Discovering my Myers-Briggs personality type back in 2010 or so rocked my world. I’d only vaguely heard about the MBTI before, and took the assessment as an exercise during a leadership course through work. Learning about my personality type and how it affects things like how I take in information and stimulus, how I interact with the world and others, and seeing it in the context of how it affects my behaviours, was a lightning bolt of insight that has had long-lasting effects for me. It was one of the first times I had a clear and deep insight into the mystery that is me, and I have used it to great success in understanding my relationships with others, and how their personality types govern their behaviours as well. Having grown so appreciative of knowing my MBTI, it was a shock of recognition to see the same deep understandings into my life possible through tarot cards.

Are you familiar with the Myers-Briggs Type Indicator (MBTI)? It’s rooted in Carl Jung’s theory of personality as expounded in his book Personality Types. Jung believed that we are governed by four primary cognitive functions: thinking, feeling, sensation, and intuition. Each of these manifests itself in one of two orientations, either extraverted or introverted, yielding a total of eight “dominant” functions. Elaborating upon Jung’s work in subsequent decades, Katharine Cook Briggs and her daughter Isabel Myers refined the theory by adding two secondary personality types, “judging” and “perception”, which also take extra- or introverted forms.

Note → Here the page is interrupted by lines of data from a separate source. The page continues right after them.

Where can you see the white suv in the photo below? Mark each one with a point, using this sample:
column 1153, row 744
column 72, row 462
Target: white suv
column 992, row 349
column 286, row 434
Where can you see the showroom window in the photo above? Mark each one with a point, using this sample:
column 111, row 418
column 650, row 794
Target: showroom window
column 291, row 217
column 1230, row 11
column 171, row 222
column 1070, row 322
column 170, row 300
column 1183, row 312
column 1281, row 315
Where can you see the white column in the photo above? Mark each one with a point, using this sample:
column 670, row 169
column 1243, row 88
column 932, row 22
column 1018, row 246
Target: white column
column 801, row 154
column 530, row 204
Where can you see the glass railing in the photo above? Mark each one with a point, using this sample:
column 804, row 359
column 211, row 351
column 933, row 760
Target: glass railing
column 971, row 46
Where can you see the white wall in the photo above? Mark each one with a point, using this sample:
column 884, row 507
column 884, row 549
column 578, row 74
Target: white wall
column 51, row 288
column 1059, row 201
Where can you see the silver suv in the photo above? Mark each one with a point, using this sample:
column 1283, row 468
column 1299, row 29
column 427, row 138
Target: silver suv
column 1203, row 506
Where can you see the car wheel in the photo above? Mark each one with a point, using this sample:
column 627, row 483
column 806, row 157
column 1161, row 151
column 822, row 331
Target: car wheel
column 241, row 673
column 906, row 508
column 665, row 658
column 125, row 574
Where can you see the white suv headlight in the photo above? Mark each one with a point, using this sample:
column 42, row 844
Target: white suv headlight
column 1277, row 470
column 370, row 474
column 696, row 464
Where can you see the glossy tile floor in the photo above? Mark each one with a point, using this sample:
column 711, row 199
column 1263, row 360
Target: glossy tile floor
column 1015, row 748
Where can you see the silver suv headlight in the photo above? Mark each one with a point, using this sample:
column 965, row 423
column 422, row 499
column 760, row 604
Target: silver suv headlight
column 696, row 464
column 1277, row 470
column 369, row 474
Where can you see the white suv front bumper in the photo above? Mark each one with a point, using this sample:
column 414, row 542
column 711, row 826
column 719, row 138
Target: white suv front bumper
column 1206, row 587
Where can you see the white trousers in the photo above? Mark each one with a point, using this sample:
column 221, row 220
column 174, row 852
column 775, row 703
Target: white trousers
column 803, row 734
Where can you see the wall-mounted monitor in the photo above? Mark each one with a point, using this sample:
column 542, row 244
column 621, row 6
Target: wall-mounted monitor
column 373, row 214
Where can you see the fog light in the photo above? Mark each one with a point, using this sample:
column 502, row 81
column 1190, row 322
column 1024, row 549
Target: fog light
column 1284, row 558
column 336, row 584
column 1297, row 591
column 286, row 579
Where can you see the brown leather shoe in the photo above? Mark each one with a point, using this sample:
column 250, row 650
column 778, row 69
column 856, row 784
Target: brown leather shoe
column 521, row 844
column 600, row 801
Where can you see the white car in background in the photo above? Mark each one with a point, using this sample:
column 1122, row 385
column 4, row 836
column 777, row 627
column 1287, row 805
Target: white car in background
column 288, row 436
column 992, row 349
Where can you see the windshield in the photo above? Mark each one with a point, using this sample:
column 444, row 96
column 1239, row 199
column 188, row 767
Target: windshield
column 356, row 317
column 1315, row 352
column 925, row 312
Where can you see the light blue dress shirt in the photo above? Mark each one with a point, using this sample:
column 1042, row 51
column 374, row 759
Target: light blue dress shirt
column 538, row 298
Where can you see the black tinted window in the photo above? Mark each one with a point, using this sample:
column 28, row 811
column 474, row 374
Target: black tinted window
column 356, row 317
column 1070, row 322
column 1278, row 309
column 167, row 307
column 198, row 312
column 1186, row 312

These two extra elements, in combination with the others previously mentioned, yield a possible of 16 personality “types,” each of which is represented by a four-letter abbreviation. (Source)

Myself, I am an ENFP, the most introverted of the extroverts. Reading the characteristics common to other ENFPs was a huge series of “aha!” moments for me. So many things about me crystallized into cognizance when I started looking into it: how I am happiest on my own in a crowd, how I think through any situation  by speaking to others about it, how I love to interact with other humans but find it exhausting, how I am driven to find connections and meaning in the chaos of human experience. (Hello, tarot cards!) So while I’m far from an MBTI expert, I certainly am grateful for the insight into my own personality that I’ve received through the lens of MBTI.

I’d only scratched the surface of learning about tarot when I started seeing the parallels between MBTI and tarot. Both are deeply connected to Jungian psychology, with ideas of archetypes and the collective unconscious. Both use an external tool to help you elicit, categorize, and make sense of patterns and behaviours that are already ingrained within you. Neither tells you something that isn’t already there. Both can be used to help you understand your own motivations from an objective perspective. Both are adored and reviled by opposing camps. 😉

The four suits of tarot are each representative of an element, and can be linked directly to the four Jungian primary functions of MBTI as follows:

Wands -> Fire -> Intuition

Cups -> Water -> Feeling

Swords -> Air -> Thinking

Pentacles -> Earth -> Sensation

Further, in tarot the “court” cards are the Page, Knight, Queen and King of each suit, and are often seen as representative of people or personalities in our lives (as opposed to the major arcana, which are archetypal experiences, and the minor arcana pip cards, which cover, in the words of Rachel Pollack, “aspects of life as people actually live it.”) So we have 16 court cards and 16 MBTI personality types, each combining various levels of the four primary functions / elements. While I see this as too much of a coincidence to be an accident, I am not quite proficient enough in either MBTI or tarot to ascribe a court card to each personality type, but this blogger seems to have taken a good run at it. I’m not sure I’m 100% on board with his interpretations, but I think I’ll need a little more experience in both tarot and MBTI to figure out how to ascribe the dominant and auxiliary functions correctly to more perfectly match up the court cards and personality types.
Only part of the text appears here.